CHAPTER 20

Dan the Fixer

My husband, Dan, is the kind of guy people listen to. This is because he is quiet most of the time, right most of the time, and six foot four all of the time. He chooses his words carefully and usually waits until he has something meaningful to contribute to the conversation before jumping in. I love that he always raises the level of discourse, not with heavy-handed opinions but with good questions. Even when he knows the answer, he prefers to wait until asked to share his thoughts.

It’s a well-known fact that Dan can fix just about anything — cars, computers, toilets, TVs, websites, wireless adapters, busted RC planes, beat-up trucks, broken jewelry, you name it. Smart, resourceful, and attentive to detail, Dan’s a born troubleshooter. So when he decided to take a stab at the real estate market by flipping a foreclosed 1930s fixer-upper in downtown Dayton, I knew he could do it.

We loved that little Craftsman bungalow, regardless of the fact that the paint was peeling, the columns sagging, and it looked like it was getting eaten by a nearby tree. An uprooted sidewalk led to a crumbling porch, which led to a squeaky door, which led to a complete disaster inside.
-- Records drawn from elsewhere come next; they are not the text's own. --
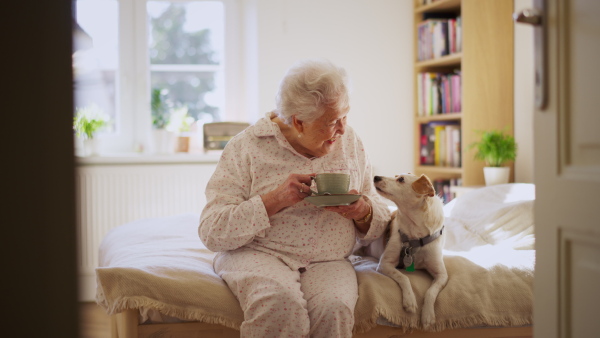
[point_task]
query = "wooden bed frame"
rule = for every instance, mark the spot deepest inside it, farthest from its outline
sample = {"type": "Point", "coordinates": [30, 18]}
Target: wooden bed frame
{"type": "Point", "coordinates": [126, 325]}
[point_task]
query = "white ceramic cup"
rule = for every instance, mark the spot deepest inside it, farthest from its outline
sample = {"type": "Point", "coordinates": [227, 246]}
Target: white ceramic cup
{"type": "Point", "coordinates": [332, 183]}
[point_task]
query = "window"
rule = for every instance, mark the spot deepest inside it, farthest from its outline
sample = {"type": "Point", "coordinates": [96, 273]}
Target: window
{"type": "Point", "coordinates": [127, 53]}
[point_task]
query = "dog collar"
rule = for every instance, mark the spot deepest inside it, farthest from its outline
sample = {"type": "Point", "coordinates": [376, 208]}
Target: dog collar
{"type": "Point", "coordinates": [415, 243]}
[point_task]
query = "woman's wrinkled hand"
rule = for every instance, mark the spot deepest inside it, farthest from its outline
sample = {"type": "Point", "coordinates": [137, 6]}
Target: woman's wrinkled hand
{"type": "Point", "coordinates": [293, 190]}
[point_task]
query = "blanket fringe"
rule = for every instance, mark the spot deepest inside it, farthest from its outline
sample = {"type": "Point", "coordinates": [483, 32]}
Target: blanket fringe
{"type": "Point", "coordinates": [408, 324]}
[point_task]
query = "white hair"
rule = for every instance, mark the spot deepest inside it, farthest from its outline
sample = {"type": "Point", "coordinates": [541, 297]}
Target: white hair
{"type": "Point", "coordinates": [311, 87]}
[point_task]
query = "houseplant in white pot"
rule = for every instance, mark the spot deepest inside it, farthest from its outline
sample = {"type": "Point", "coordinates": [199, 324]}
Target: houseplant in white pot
{"type": "Point", "coordinates": [164, 140]}
{"type": "Point", "coordinates": [496, 149]}
{"type": "Point", "coordinates": [87, 122]}
{"type": "Point", "coordinates": [180, 124]}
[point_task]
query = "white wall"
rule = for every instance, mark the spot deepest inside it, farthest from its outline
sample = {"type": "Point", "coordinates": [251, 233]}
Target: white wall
{"type": "Point", "coordinates": [371, 39]}
{"type": "Point", "coordinates": [524, 96]}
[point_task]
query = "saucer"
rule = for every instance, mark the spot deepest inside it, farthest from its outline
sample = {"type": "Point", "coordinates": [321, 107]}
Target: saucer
{"type": "Point", "coordinates": [332, 200]}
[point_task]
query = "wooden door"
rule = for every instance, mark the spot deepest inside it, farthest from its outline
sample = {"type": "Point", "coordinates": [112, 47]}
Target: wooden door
{"type": "Point", "coordinates": [567, 175]}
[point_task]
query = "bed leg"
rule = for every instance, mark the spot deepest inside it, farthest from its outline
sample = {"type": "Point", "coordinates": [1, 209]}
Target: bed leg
{"type": "Point", "coordinates": [124, 324]}
{"type": "Point", "coordinates": [113, 327]}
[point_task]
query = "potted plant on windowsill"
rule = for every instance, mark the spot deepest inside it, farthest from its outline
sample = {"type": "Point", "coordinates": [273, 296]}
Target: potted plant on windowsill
{"type": "Point", "coordinates": [181, 123]}
{"type": "Point", "coordinates": [163, 139]}
{"type": "Point", "coordinates": [86, 123]}
{"type": "Point", "coordinates": [496, 149]}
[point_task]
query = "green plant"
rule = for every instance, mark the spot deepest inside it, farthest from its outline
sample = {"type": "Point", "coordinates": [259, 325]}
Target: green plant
{"type": "Point", "coordinates": [180, 120]}
{"type": "Point", "coordinates": [88, 120]}
{"type": "Point", "coordinates": [160, 108]}
{"type": "Point", "coordinates": [495, 148]}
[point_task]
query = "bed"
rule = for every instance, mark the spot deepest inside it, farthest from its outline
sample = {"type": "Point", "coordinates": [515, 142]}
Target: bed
{"type": "Point", "coordinates": [155, 277]}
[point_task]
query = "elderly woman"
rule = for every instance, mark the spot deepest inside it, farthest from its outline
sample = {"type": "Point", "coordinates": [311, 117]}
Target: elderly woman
{"type": "Point", "coordinates": [285, 259]}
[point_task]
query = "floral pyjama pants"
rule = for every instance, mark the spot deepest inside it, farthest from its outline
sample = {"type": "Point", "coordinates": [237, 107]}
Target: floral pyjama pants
{"type": "Point", "coordinates": [280, 302]}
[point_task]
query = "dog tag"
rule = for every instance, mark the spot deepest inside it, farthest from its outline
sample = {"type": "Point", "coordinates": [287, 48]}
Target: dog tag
{"type": "Point", "coordinates": [407, 260]}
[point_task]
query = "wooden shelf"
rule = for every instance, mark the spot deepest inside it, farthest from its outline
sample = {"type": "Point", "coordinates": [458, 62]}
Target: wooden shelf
{"type": "Point", "coordinates": [440, 117]}
{"type": "Point", "coordinates": [486, 65]}
{"type": "Point", "coordinates": [440, 6]}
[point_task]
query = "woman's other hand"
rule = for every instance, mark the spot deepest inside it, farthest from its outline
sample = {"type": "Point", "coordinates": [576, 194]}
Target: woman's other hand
{"type": "Point", "coordinates": [295, 188]}
{"type": "Point", "coordinates": [359, 211]}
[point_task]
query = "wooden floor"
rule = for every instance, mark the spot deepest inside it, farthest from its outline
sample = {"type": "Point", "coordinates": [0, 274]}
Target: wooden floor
{"type": "Point", "coordinates": [93, 321]}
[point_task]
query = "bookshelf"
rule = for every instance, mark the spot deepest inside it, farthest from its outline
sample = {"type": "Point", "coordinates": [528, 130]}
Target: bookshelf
{"type": "Point", "coordinates": [484, 64]}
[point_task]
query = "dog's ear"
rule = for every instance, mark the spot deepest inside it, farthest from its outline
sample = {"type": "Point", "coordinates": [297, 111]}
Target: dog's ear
{"type": "Point", "coordinates": [423, 186]}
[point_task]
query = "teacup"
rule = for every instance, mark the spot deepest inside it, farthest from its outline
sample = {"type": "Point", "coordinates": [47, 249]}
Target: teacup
{"type": "Point", "coordinates": [332, 183]}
Original hardwood floors lay beneath a layer of dust and an old carpet that smelled of cat urine and mildew. Dozens of windows needed to be replaced. The bathrooms were unusable, as water had rotted through the floors and left murky brown puddles in the bathtubs and the toilets. Someone had started painting the walls a seaweed green but stopped right in the middle of a stroke.

Despite its first impression, the house felt solid and had a great floor plan, and we got it at a good price. Dan jumped right in, ripping into the floors, reframing walls, and replacing the porch. He spent hours in a dark crawl space under the house, with just an inch or two between his nose and the floor joists. Once, he punched a hole in a wall, and cockroach feces poured out like sand from an hourglass. He bumped into weird reminders of the home’s previous owners: a naked Barbie in the laundry room, old pictures in a bedroom, a prescription suppository box behind the toilet. He came home smelling of plaster, dirt, and sweat.

There were times when I worried he wasn’t moving fast enough. I didn’t see my meticulously chosen paint colors on the walls or my bargain-store mirrors over the sinks. On the outside, things looked like they actually were getting worse, not better. Tools, debris, and pieces of two-by-fours lay scattered on the floor, and you could taste the gypsum dust in the air. But Dan had it all planned out: demo, repairs, finishing. I had to “respect the process” and hold off on the aesthetics until later. Essentials first. The whole thing reminded me of something my mother used to say during spring cleaning, when we reorganized our closets and pulled all the stuff out from under our beds. “Sometimes it has to get messy before it can be cleaned.”

We thought the whole process would take about six months, which in house-flipping time means it took about a year. However, we managed to sell it for a profit during the worst realestate market of our lifetimes. By the time Dan was done, it was the prettiest house on the street, with clean, slate-colored siding, light blue accents, new windows, a freshly reconstructed porch, and shiny black house numbers on one of the columns. I took before and after pictures as if we were on HGTV.

One of the greatest gifts Dan has ever given me was to respond to my struggle with doubt with the same “respect for the process” that he brought to the flip. It was natural for people to want to fix me on the outside, to quiet or scold me or to warn me to stop asking so many questions. But Dan seemed to understand better than anyone that this was a necessary path on my journey of faith. Through my petulance and insecurity, my tears and my rage, through my longest nights and darkest days, he listened, asked questions, offered his shoulder, and patiently saw me through. I guess he just knew that sometimes it has to get messy before it can be cleaned.